L’événement se déroulera le 19 mai à midi au local 422 du département de philosophie de l’Université de Montréal (2910 Boulevard Édouard-Montpetit, Montréal, QC) en format hybride.
Inscription :
https://forms.office.com/Pages/ResponsePage.aspx?id=7O9-0kcq50uYHg-Jd_ox2NaGSChD3WdKj66_ljwP8V1UNTREVVI5TEs2WEhTRjA4ODZBNFg0RldEVi4u&origin=QRCode
Pour informations, veuillez contacter Denise Celentano (UdeM) [email protected] ou Dominic Martin (UQAM) [email protected]
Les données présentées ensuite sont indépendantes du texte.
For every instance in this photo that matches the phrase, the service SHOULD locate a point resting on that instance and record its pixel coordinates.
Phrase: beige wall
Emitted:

Résumé: This paper argues against work being organized in “careers,” with individuals being expected, over the years, to climb up a ladder of increasing income, power, and status in one specific area of paid work. This organization of work creates an “ideal biography norm” that disadvantages many groups who cannot fulfil it, e.g. active parents and other groups doing “invisible” work. After defining what I mean by “careers” and what kind of critique I raise against the concept, I briefly set out the historical background of how today’s understanding of careers developed. This shows that many arguments that spoke in favor of careers in the past no longer hold. Today, work being organized as careers threatens at least two sets of values: equality of opportunity, understood across people’s whole life, and value pluralism. As an alternative, and to rescue what still stands from the historical arguments in favor of careers, I suggest a model of “merit without careers,” in which certain functional requirements for jobs remain in place, while giving up the assumption of linearity, leaving behind the “ideal biography norm” as the “normal” case. This would better align the organization of work with the values of equality of opportunity and value pluralism.